Marc Bieler, le roi de l'atoca

Marc Bieler, le roi de l'atoca

Le roi de l’atoca

« Le fruit ne tombe jamais loin de l’arbre ». Ce proverbe sied tout à fait à Marc Bieler, le plus gros producteur de canneberges au Canada et l’un des plus importants au monde. Pour tout dire, le gars de Saint-Louis de Blandford s’avère une précieuse graine issue de trois souches bien enracinées.

C’est d’abord en Suisse, sur la propriété de campagne de son grand-père botaniste qu’il s’éveille à l’agriculture. Puis, à l’instar de son paternel qui a été sous-ministre des finances sous le règne d’Adélard Godbout, Marc occupera un poste au ministère de l’Agriculture en développement régional. Enfin, il y a sa rencontre marquante avec son mentor Pierre Dansereau, le père de l’écologie moderne qui lui a enseigné dans le cadre de sa maîtrise en urbanisme. 

En 1969, titulaire d’un baccalauréat en économie, l’entrepreneur en devenir prendra racine à Frelighsburg où il acquiert son premier verger. Il se lancera dans la transformation en jus de pommes. La suite coulera (presque) de source. Après avoir essuyé les premiers effets des dérèglements climatiques sous forme de grêle, de gels et dégels, Marc décide de diversifier sa production. C’est du côté de la canneberge, fruit des tourbières des régions froides, qu’il lorgne pour la fabrication de jus.

Qu’importe s’il n’existait à l’époque qu’un seul producteur d’atocas au Québec et que ce dernier se devait de vendre toute sa récolte au géant américain Ocean Spray. En 1983, à 45 ans, il s’attaque à la culture de la grande airelle rouge sur des terres impropres à l’agriculture. La petite parcelle du départ deviendra grande.

Après sa cannebergière de Saint-Louis de Blandford, il en développe une seconde à Notre Dame de Lourdes, une autre à Saint-Augustin, encore une autre près de Siracuse, dans l’état de New York, puis une cinquième à Péribonka. En tout, Canneberges Bieler cultive 1500 acres nivelés au laser. Il a si bien fait fructifier son entreprise qu’il y a trois ans, Ocean Spray, la puissante coopérative qui regroupe 800 producteurs de canneberges, lui a proposé d’acheter son usine. L’affaire a été conclue.

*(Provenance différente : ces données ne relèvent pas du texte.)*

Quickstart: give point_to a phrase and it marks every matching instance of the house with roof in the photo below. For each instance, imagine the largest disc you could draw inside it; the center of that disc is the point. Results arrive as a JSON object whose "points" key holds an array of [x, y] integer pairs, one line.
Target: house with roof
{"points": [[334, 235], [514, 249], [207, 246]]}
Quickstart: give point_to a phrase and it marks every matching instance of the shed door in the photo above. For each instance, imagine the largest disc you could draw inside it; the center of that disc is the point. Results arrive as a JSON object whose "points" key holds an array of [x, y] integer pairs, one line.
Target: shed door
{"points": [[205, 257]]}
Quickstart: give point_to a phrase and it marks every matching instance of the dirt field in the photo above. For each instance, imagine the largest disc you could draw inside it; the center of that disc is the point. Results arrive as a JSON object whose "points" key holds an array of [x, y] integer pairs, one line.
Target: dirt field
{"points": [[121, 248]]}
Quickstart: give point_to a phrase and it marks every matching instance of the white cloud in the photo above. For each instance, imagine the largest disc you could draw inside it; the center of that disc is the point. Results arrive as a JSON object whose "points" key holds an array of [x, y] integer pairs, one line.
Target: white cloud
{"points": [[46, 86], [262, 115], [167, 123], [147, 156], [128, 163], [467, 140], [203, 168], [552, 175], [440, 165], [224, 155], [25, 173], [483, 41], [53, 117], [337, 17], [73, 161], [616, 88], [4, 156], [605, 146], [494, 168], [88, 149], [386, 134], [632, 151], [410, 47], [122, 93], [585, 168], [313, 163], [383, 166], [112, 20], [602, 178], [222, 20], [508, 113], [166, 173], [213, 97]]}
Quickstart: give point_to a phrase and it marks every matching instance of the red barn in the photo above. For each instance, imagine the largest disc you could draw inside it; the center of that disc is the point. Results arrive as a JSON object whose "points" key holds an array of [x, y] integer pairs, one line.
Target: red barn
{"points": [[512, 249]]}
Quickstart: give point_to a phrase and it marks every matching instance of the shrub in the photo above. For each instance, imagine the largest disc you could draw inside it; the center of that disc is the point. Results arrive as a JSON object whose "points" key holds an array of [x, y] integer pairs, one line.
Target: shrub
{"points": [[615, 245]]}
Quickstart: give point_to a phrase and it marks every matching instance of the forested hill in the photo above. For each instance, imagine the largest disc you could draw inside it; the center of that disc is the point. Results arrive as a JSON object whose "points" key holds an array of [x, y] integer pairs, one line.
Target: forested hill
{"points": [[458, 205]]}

Aujourd’hui, Marc continue de remplir ses congélateurs d’une capacité de près de 23 000 tonnes (50 millions de livres) au milieu de ses tourbières qui abritent toujours campagnols, busards, canards, libellules, chevreuils, orignaux et quoi encore. 

Si les techniques d’aménagement des champs ont beaucoup évolué au cours des 40 dernières années, Marc est bien conscient de la problématique environnementale de cette culture. Le disciple de Pierre Dansereau souhaite vraiment faire la promotion d’une agriculture durable qui n’a rien à voir avec celle du maïs ou du soja, par exemple. Ce n’est donc pas un hasard s’il a récemment fait une contribution de 15 millions de dollars répartie sur 20 ans pour soutenir la recherche au sein de l’École de l’environnement de McGill qui a rebaptisé l’institution à son nom. 

« Nous avons maintenant des systèmes d’irrigation et de protection de gel automatisés. Des capteurs sont installés dans les champs et déclenchent automatiquement les systèmes de gicleur lorsque le besoin se fait sentir. Toutes nos données sont informatisées. C’est devenu très sophistiqué. Au niveau des pesticides, les produits sont beaucoup plus ciblés et moins toxiques pour les animaux. En ce moment, sur nos terrains, nous avons lancé plusieurs projets de recherche sur de nouveaux produits qui vont faire l’objet d’une demande d’homologation. »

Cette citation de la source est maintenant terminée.